The invention provides a method, a related memory medium and an apparatus for implementing and performing a contrast-based dynamic range management (C-DRM) algorithm, to compress input image data of a broad dynamic range of intensities to a reduced dynamic range (e.g., 256 levels) of an available display device, by managing the image""s mean (low frequency) and contrast (high-frequency) content, separately and directly. A BOXCAR (moving average) device takes an intensity image, as input, and produces an output image in which the intensity of each pixel represents the local mean intensity of the input image. In a first processing path, a local mean estimate of the intensity of a pixel of the input image is processed by a mean modification function to produce a modified local mean intensity of the pixel. In a second path, independent of the first path, the intensity of the corresponding pixel is processed in relation to the local mean estimate thereof to produce a contrast estimate, the local mean estimate is processed with a contrast modification function to produce a result. The result then is combined with the contrast estimate to produce a modified contrast estimate which then is combined with the modified local mean to produce a modified output intensity for the corresponding pixel in the reduced intensity dynamic range. While a BOXCAR moving average is used in the disclosed embodiments herein, the specific method used for computing the local mean estimate is not essential to the C-DRM processing.
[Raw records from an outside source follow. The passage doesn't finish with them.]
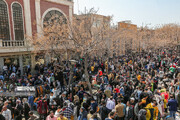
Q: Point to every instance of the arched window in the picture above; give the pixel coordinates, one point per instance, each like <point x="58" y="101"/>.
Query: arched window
<point x="4" y="22"/>
<point x="18" y="22"/>
<point x="53" y="17"/>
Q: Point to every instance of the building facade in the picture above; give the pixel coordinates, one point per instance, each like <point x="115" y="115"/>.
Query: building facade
<point x="128" y="42"/>
<point x="22" y="18"/>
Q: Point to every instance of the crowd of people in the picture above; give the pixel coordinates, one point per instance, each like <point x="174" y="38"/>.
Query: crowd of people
<point x="140" y="86"/>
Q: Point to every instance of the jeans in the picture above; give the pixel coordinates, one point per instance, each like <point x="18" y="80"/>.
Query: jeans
<point x="172" y="114"/>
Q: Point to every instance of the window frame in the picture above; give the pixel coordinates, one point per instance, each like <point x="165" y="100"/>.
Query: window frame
<point x="22" y="13"/>
<point x="8" y="20"/>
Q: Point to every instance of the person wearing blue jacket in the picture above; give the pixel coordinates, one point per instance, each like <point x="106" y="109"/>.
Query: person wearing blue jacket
<point x="172" y="103"/>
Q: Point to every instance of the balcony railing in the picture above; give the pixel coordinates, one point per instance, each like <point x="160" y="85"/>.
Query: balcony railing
<point x="12" y="43"/>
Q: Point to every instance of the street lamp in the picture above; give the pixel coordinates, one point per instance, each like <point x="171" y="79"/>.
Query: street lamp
<point x="72" y="63"/>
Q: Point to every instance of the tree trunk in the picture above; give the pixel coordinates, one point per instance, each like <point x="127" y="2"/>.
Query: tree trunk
<point x="87" y="75"/>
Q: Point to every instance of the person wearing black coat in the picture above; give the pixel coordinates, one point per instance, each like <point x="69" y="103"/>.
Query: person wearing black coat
<point x="104" y="111"/>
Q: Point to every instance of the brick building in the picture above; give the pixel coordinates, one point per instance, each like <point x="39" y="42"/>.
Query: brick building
<point x="21" y="18"/>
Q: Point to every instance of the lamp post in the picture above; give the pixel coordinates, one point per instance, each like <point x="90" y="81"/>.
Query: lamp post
<point x="72" y="63"/>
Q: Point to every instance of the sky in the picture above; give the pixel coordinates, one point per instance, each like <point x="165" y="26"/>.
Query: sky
<point x="149" y="13"/>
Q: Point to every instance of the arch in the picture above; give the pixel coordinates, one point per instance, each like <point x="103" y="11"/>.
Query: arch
<point x="18" y="21"/>
<point x="53" y="9"/>
<point x="4" y="21"/>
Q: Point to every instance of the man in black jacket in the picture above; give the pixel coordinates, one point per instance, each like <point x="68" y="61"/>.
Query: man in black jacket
<point x="104" y="111"/>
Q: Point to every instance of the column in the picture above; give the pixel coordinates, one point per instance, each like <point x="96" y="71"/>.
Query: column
<point x="27" y="13"/>
<point x="33" y="63"/>
<point x="21" y="64"/>
<point x="70" y="13"/>
<point x="1" y="63"/>
<point x="38" y="15"/>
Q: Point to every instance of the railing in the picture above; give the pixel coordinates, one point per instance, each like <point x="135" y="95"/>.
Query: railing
<point x="12" y="43"/>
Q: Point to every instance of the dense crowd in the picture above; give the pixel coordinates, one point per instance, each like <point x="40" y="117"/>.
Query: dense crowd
<point x="140" y="86"/>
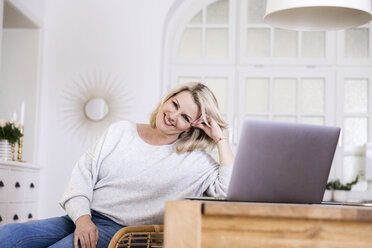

In a further embodiment, C-DRM is implemented so as to be adaptive and thereby to follow variations in image intensities while panning, but without causing flicker or delay modifications in the resulting display. In yet further embodiments, function modification of contrast and of mean is implemented by respective multiple look-up tables (LUTs), the specific table for each being selected, based on a maximum intensity value for the image as a whole. However, the use of multiple LUTs for adaptive range compression is not essential to the central concept herein of separately and directly managing mean and contrast components of the image data.